Rząd ma opublikować księgę złóż strategicznych Polski
W tym tygodniu ma zostać opublikowana Biała Księga Polskich Złóż – zapowiedział Sławomir Brodziński, wiceminister środowiska i Główny Geolog Kraju. Dodał, że prace nad dokumentem trwały blisko 1,5 roku. Jego celem ma być skuteczna ochrona złóż strategicznych stanowiących o bezpieczeństwie – w tym bezpieczeństwie energetycznym państwa.
Biała Księga ma m.in. zabezpieczyć złoża przed ich „zablokowaniem” np. przez prowadzone inwestycje czy kwestie ochrony środowiska. Spis ma mieć charakter otwarty – oznacza to, że będzie przedstawiał kilka alternatywnych podejść do ochrony złóż, a decyzja nadania im priorytetowej roli będzie podejmowana po szerokich konsultacjach.
Prof. Mariusz Orion-Jędrysek przypomina, że plan ochrony złóż strategicznych istnieje już od dawna.
– Termin Biała Księga pojawił się zaraz po tym, jak pan Brodziński został Głównym Geologiem Kraju. To nie jest nowy pomysł, ponieważ za rządów PiS-u był przygotowany wykaz złóż strategicznych i konfliktów. Mapy konfliktów zostały zrobione. Były to miejsca, które należało szczególnie chronić – to było w zasadzie zrobione. To były lata 2006 – 2007. Następcy nie zrobili niczego. To gdzieś zostało zagubione – podkreśla prof. Mariusz Orion-Jędrysek.
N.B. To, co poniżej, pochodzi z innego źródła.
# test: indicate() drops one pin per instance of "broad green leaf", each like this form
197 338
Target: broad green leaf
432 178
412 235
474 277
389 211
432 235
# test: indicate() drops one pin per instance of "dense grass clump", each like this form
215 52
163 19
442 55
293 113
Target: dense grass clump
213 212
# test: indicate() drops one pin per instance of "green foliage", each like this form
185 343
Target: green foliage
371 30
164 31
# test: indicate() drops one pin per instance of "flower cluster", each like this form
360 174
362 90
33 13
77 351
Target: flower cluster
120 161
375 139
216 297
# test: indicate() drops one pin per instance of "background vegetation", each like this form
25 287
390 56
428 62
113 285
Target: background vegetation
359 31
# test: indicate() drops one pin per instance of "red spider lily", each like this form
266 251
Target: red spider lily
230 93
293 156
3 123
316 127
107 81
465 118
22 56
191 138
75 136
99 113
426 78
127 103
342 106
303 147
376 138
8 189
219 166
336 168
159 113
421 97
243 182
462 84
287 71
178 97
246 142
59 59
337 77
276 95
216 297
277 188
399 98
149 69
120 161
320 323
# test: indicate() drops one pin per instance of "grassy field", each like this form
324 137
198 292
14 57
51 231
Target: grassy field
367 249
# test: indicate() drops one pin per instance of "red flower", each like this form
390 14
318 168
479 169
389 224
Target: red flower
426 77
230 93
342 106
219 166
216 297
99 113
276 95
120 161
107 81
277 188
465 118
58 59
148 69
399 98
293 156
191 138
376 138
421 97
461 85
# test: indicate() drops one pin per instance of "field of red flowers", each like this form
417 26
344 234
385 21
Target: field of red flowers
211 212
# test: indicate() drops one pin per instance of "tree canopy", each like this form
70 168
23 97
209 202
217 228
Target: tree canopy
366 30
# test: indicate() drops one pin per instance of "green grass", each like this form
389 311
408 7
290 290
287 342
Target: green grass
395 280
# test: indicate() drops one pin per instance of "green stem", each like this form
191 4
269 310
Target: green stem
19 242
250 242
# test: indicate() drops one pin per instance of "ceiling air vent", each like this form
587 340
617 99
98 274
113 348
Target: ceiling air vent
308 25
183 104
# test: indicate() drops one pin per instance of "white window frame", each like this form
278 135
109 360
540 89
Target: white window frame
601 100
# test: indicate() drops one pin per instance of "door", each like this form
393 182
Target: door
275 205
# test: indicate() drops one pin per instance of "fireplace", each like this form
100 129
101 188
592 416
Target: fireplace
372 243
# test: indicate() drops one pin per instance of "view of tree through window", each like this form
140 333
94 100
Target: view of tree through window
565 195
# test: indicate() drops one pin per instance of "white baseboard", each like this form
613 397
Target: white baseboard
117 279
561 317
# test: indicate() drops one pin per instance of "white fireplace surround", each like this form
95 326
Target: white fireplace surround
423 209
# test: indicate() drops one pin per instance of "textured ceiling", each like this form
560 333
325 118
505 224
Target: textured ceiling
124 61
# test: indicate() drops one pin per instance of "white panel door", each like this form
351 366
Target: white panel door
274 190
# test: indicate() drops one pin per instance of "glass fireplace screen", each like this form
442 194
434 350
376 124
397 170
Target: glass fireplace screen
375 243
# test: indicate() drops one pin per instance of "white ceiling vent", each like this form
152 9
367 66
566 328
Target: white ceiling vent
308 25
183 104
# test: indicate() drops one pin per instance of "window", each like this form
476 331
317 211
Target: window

W Polsce jest obecnie ok. 14 tys. udokumentowanych i niezagospodarowanych złóż, zarówno energetycznych, jak i złóż rud, soli magnezowo-potasowych, kruszyw czy tzw. surowców krytycznych. Eksperci wskazują, że by skutecznie prowadzić politykę ich ochrony, trzeba z tej liczby wytypować ok 50.